The VA is a full single payer system. All of the benefits are funded by taxes. For the most part, all the providers are government employees..
President Trump recently commented that Australia has” superior health care”. Aussies have had a “Medicare for all” program since 1984. It is funded by a 1.5% income tax, but also allows for private insurance to be purchased. There is a penalty for opting out of the government plan.
Aussies can choose to be treated at a public hospital for free or private hospital and pay 25% of the bill.. Australia is protective of its system. When my brother moved there, he had to prove to the government that his epileptic daughter would not be a burden to the state before he was allowed to emigrate.
One argument in favor of a single payer system, if only for the basic benefits, is simplicity. With this approach, if you are knocked over by a car door opening in my office parking lot, you simply go to the doctor and pay your copay. No need to look at your employer’s health plan, my office liability coverage, the driver’s auto coverage or your workers compensation policy if you were here on a work related errand. You don’t have to worry about the provider being in your network.
There were many accusations that the Affordable Care Act (ACA, also known as Obamacare) was an attempt at single payer. Nothing could be further from the truth. It was designed to be a hybrid system that provided a safety net for the poor (under 400% of Federal Poverty Level) as well as strive for Universal Coverage.
Universal Coverage means just that: everyone has coverage. This approach is based on a value set that believes basic health care is a right for all. That was the goal of the ACA. But its design was set firmly in the commercial insurance market.

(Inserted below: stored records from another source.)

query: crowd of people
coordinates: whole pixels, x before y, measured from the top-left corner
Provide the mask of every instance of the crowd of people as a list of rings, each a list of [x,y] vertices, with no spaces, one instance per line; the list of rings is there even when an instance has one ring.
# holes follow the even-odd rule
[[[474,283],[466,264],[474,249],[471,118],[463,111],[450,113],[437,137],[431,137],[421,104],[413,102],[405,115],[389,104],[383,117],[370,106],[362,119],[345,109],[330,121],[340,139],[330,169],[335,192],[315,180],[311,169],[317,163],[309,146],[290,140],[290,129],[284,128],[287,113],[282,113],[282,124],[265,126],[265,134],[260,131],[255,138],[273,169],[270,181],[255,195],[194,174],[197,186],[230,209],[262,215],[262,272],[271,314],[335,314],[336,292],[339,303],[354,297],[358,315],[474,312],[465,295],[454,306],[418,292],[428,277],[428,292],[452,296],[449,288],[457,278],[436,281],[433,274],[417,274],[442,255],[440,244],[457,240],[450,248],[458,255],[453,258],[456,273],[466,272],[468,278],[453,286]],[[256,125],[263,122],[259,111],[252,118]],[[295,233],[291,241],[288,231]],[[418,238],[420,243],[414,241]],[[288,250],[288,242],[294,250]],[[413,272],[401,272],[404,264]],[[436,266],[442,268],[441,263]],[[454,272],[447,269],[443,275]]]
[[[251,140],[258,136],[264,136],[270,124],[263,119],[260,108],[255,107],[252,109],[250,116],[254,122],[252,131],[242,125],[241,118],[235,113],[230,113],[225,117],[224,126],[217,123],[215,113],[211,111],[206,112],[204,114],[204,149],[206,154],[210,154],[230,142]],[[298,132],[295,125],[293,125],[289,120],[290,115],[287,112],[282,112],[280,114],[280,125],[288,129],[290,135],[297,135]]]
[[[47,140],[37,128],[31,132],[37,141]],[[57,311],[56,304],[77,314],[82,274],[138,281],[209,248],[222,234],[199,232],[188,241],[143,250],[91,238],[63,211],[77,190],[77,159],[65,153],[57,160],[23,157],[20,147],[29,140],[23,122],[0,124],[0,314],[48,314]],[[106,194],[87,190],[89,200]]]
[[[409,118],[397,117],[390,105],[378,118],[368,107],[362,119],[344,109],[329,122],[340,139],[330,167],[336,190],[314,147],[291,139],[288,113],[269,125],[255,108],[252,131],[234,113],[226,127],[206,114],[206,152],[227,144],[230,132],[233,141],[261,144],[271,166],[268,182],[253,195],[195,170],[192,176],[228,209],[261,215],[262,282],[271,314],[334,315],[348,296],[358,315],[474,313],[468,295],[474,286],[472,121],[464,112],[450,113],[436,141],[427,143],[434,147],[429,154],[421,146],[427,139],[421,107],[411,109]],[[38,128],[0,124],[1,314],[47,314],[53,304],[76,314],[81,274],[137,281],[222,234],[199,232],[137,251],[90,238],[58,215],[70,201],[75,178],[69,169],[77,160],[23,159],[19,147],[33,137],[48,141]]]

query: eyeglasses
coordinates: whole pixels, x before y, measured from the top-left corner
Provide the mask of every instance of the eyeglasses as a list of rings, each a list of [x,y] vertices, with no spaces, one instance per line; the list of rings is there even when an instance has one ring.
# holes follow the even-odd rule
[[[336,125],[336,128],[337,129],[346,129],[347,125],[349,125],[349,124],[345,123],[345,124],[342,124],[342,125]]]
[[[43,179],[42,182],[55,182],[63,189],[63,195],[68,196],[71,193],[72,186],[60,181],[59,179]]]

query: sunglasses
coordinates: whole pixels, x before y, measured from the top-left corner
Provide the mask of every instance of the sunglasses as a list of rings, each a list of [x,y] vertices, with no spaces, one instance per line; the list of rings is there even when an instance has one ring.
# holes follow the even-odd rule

In contrast it appears that California SB562 if passed, would create a single payer system in California. My understanding of this bill tells me to vote “no”. In my opinion, to attempt to overhaul the system for just one state, especially as proposed in SB 562 is financial suicide. . According to Michael Lujan of Limelight Health and former Blue Shield executive, “The last time a fully-defined single-payer bill was scored in California, it showed that even after the massive payroll tax increases proposed, the funding for the law was still $40 billion short, which effectively ended debate on that bill. CA Gov. Jerry Brown expressed skepticism in the state’s ability to fund the current plan.”
Again I must state, controlling health insurance premiums can only be done by reducing health care costs- a topic we will continue to discuss in this column.